Les renseignements obtenus par l’Agence du revenu du Canada (ARC) dans le cadre d’une enquête sont confidentiels. Ils deviennent publics seulement lorsque l’ARC doit aller en cour ou lorsqu’en cas de pénalité, toutes les mesures d’appel ont été épuisées. L’information se retrouve alors sur le site web de l’ARC.

« On dirait qu’ils n’ont même pas vérifié qu’ils donnaient de l’argent public à une compagnie qui va la mettre de côté par la suite et qui va punir les contribuables québécois et canadiens en ne payant pas leur part d’impôt ici, a déploré le chef adjoint du Nouveau Parti démocratique, Alexandre Boulerice. Je trouve ça très irresponsable de la part du gouvernement, mais ça montre tout leur laxisme sur la question des paradis fiscaux depuis des années. »

« La disposition de comptes dans des paradis fiscaux n’est pas en soi illégale, a rappelé le chef du Bloc québécois, Yves-François Blanchet. Mais il serait très, très approprié que le gouvernement de façon systématique refuse tout contrat public avec toute entreprise qui aurait de l’argent dans des paradis fiscaux. »

Les conservateurs ont déposé une motion en chambre afin d’obtenir un rapport détaillé des coûts liés à ArriveCAN, incluant les montants versés aux sous-traitants et de recouvrer les sommes versées à des entrepreneurs qui n’ont pas travaillé au développement de cette application.

La liste des entreprises autochtones revue

La ministre des Services aux Autochtones, Patty Hajdu, n’avait pas été informée des comptes de Dalian Entreprises Inc. dans des paradis fiscaux lorsque La Presse l’a questionnée avant la réunion du Cabinet jeudi avant-midi.

« Je pense que [les personnes à l’origine de] la fraude contractuelle doit être tenue responsable si c’est ce dont il s’agit », a-t-elle dit.
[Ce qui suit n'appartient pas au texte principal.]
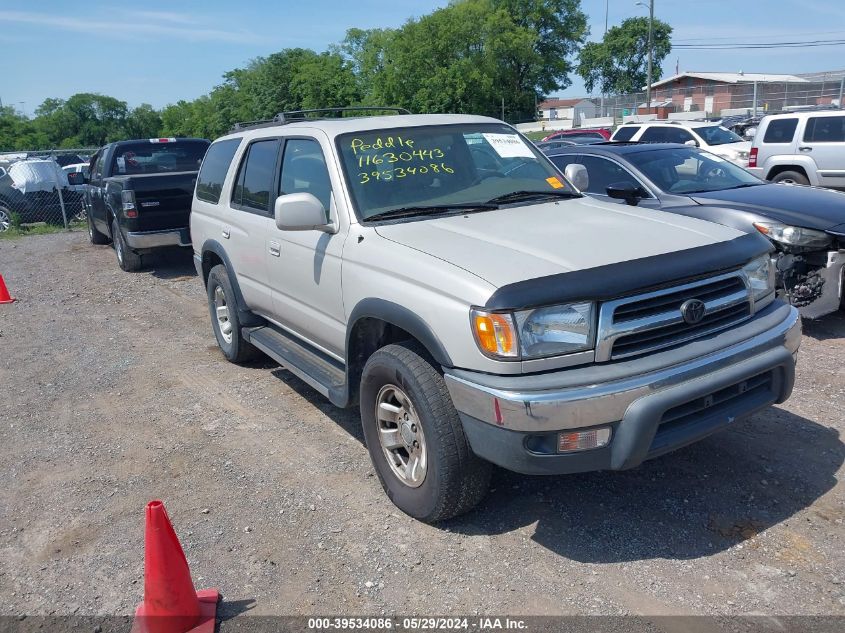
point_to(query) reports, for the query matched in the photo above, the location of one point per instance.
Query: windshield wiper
(520, 196)
(410, 211)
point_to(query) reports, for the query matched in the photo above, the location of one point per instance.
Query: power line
(751, 37)
(770, 45)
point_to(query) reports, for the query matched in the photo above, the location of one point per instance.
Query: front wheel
(224, 318)
(415, 437)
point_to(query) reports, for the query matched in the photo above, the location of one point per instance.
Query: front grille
(653, 321)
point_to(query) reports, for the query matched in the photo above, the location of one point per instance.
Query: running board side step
(312, 366)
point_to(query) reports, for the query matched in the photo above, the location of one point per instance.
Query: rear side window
(825, 129)
(626, 132)
(304, 171)
(257, 175)
(666, 135)
(215, 165)
(780, 131)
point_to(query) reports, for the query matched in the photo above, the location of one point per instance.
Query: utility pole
(606, 9)
(650, 46)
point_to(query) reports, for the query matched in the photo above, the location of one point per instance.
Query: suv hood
(808, 207)
(523, 242)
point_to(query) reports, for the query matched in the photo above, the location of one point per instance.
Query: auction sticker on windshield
(508, 145)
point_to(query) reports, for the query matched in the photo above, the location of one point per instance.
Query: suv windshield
(717, 135)
(689, 170)
(445, 166)
(159, 157)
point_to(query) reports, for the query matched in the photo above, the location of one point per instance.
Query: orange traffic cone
(170, 603)
(4, 293)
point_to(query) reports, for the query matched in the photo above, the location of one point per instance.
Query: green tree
(470, 56)
(619, 63)
(143, 122)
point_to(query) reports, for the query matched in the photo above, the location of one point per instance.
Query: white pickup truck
(439, 272)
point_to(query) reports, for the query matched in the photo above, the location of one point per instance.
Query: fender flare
(791, 161)
(401, 317)
(245, 315)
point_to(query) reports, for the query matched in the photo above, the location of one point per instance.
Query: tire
(127, 259)
(5, 218)
(791, 178)
(230, 339)
(94, 235)
(430, 473)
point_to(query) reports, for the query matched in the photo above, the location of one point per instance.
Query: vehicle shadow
(348, 419)
(827, 327)
(694, 502)
(170, 263)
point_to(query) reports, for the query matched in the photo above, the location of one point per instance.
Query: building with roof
(721, 93)
(572, 109)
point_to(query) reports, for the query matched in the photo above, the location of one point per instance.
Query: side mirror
(76, 178)
(300, 212)
(631, 194)
(577, 174)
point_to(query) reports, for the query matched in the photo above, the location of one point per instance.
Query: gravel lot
(115, 394)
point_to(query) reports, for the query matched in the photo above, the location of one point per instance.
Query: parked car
(802, 148)
(547, 146)
(30, 189)
(139, 195)
(597, 133)
(438, 272)
(805, 224)
(704, 134)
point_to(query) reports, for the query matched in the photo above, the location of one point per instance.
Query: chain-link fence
(44, 186)
(695, 98)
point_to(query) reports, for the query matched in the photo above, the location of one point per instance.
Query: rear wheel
(127, 259)
(5, 219)
(415, 437)
(224, 318)
(94, 235)
(791, 178)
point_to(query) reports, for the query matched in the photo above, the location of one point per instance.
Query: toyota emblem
(693, 311)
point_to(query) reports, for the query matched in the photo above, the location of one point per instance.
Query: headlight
(760, 273)
(537, 333)
(794, 235)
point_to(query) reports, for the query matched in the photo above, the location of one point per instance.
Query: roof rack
(293, 116)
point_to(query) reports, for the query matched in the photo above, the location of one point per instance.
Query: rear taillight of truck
(130, 209)
(752, 157)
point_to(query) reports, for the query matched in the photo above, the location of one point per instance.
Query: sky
(159, 52)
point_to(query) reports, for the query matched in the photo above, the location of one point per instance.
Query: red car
(582, 133)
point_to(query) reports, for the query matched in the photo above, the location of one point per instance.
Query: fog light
(583, 440)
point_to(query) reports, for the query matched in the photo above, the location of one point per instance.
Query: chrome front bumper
(651, 404)
(156, 239)
(594, 403)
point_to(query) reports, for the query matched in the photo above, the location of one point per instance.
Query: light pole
(650, 46)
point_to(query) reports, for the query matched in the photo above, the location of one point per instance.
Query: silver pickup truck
(439, 272)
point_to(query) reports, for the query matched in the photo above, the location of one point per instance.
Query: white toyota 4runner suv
(438, 271)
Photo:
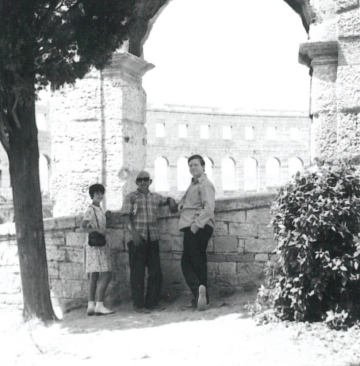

La Presse a révélé samedi que son ministère a récemment lancé un audit sur Dalian Enterprises inc. à la demande du ministère des Services publics et de l’Approvisionnement (SPAC). L’entreprise de deux employés a décroché de nombreux contrats du gouvernement fédéral au cours des dernières années, notamment pour ArriveCAN, grâce à son statut reconnu d’entreprise autochtone.

La ministre Hajdu a indiqué que son ministère était en train de revoir la liste des entreprises qui ont obtenu ce statut et qu’elle pourrait être transférée à des partenaires autochtones. « En fait, c’est vraiment compliqué, car il est parfois difficile de déterminer qui est autochtone », a-t-elle expliqué.

« Il y a parfois des personnes sur la liste que d’autres personnes autochtones peuvent contester, a-t-elle ajouté. Nous essayons donc de déterminer comment procéder pour atteindre l’objectif d’aider les ministères à atteindre l’objectif d’approvisionnement. »

Le président et fondateur de Dalian Enterprises inc., David Yeo, est membre de la Première nation d’Alderville, en Ontario et répond donc à l’un des critères émis par Services aux Autochtones Canada.

En 2021, le gouvernement Trudeau s’est fixé comme objectif d’accorder annuellement au moins 5 % de la valeur totale de tous les marchés publics du fédéral à des entreprises autochtones, soit l’équivalent de la proportion de la population autochtone au pays. Cela représente environ 1 milliard par année.

Cette cible « minimale obligatoire de 5 % en matière d’approvisionnement » est mise en œuvre en trois phases. Toutes les organisations doivent atteindre ou dépasser cette cible au plus tard le 31 mars 2025.